I myself started on the Twisp .
Ended up vaping and smoking as the twisp just wasn't enough for me. Adding to that, the coil prices were killing me as they lasted only a few days.
Twisp flavours werent enough for me so i started playing around with different juices.
Only after visiting a vape shop and testing out someone else's mod i moved over to proper vaping and haven't looked back.
I like to think that Twisping is just a beginner phase to vaping


----------



## argief (14/9/15)

Thanx @zadiac, your coment on VT (vapour's toung) intriguid me, this was an insightful resource :

http://onvaping.com/the-dreaded-vapers-tongue-dealing-with-olfactory-fatigue/

I work at a bank and therefore quite a professional environment. Although everyone is raving over KSM I'm not sure it's gonna pass... Any suggestions on good stealth options? 

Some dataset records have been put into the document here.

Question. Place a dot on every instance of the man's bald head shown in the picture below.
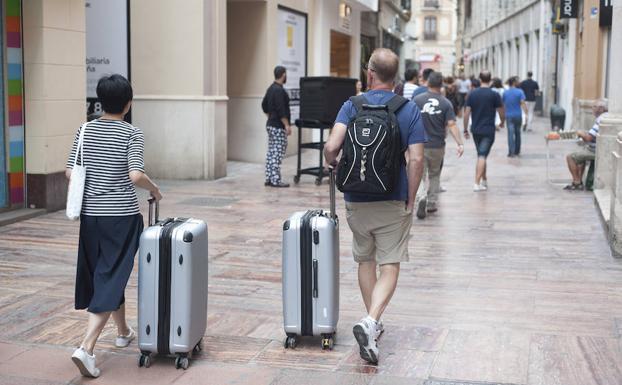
(385, 64)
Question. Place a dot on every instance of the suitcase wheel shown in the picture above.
(199, 346)
(144, 360)
(328, 342)
(182, 362)
(291, 342)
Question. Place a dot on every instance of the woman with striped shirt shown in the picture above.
(110, 222)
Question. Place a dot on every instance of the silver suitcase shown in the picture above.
(172, 288)
(311, 274)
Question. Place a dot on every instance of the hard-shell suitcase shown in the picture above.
(172, 288)
(311, 274)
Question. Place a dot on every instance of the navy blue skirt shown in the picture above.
(106, 254)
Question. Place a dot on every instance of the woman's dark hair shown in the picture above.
(278, 72)
(114, 92)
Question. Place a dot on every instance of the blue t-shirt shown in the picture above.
(411, 128)
(420, 90)
(484, 103)
(512, 98)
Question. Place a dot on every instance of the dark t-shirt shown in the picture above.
(276, 104)
(411, 128)
(418, 91)
(436, 111)
(484, 103)
(529, 87)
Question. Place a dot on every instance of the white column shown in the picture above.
(608, 177)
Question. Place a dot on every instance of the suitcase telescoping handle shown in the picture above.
(332, 188)
(154, 211)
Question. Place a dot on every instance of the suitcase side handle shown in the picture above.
(154, 211)
(332, 192)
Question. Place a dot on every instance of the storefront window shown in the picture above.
(11, 108)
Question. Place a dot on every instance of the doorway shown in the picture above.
(340, 54)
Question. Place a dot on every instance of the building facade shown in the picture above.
(199, 69)
(432, 35)
(393, 17)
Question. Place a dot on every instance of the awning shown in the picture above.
(427, 57)
(365, 5)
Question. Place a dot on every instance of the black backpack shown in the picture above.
(373, 152)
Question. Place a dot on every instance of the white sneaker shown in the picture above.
(85, 363)
(365, 332)
(379, 329)
(124, 341)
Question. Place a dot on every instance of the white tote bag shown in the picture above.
(75, 193)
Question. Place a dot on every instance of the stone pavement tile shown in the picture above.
(224, 374)
(12, 380)
(397, 363)
(229, 349)
(121, 370)
(44, 363)
(320, 377)
(308, 354)
(566, 360)
(9, 350)
(485, 356)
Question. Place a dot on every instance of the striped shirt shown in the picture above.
(112, 149)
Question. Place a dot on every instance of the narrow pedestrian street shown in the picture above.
(515, 285)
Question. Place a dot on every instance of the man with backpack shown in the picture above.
(380, 169)
(438, 116)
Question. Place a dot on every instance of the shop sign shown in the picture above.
(569, 9)
(292, 53)
(107, 45)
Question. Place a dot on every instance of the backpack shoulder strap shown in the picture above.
(358, 102)
(396, 102)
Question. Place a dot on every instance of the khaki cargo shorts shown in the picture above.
(381, 231)
(583, 155)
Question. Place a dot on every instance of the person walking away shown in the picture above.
(110, 221)
(482, 102)
(514, 104)
(497, 86)
(438, 117)
(275, 105)
(464, 86)
(380, 224)
(576, 161)
(411, 75)
(423, 84)
(531, 89)
(451, 93)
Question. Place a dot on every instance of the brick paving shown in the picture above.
(512, 286)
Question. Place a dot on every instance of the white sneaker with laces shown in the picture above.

Sent from my GT-I9500 using Tapatalk


----------



## JacoV (14/9/15)

argief said:


> Thanx @zadiac, your coment on VT (vapour's toung) intriguid me, this was an insightful resource :
> 
> http://onvaping.com/the-dreaded-vapers-tongue-dealing-with-olfactory-fatigue/
> 
> ...



I laughed so hard at the *How do I fix this option 1 *and the *Disclaimer*
The comments are also a fun read:
"I have now tried biotene, a mouthful of lemon juice (the kind that comes in the plastic lemon shaped bottle) and sniffed some coffee grinds, in that order.. I can now taste my ejuice again."


----------



## Eequinox (14/9/15)

JacoV said:


> I myself started on the Twisp .
> Ended up vaping and smoking as the twisp just wasn't enough for me. Adding to that, the coil prices were killing me as they lasted only a few days.
> Twisp flavours werent enough for me so i started playing around with different juices.
> Only after visiting a vape shop and testing out someone else's mod i moved over to proper vaping and haven't looked back.
> I like to think that Twisping is just a beginner phase to vaping


Irony !! i need to get to a vape kiosk to get edge coils for my mom she refuses to change to something else at least she has cut down from 40 stinkies a day to 5


----------



## Andre (14/9/15)

argief said:


> T
> I work at a bank and therefore quite a professional environment. Although everyone is raving over KSM I'm not sure it's gonna pass... Any suggestions on good stealth options?
> Sent from my GT-I9500 using Tapatalk


The Subox Nano, due out shortly, might do it for you for stealth purposes. Here is some more information:

http://www.ecigssa.co.za/the-subox-nano-by-kangertech.t14839/
http://www.ecigssa.co.za/kangertech-subox-nano.t14816/#post-270244


----------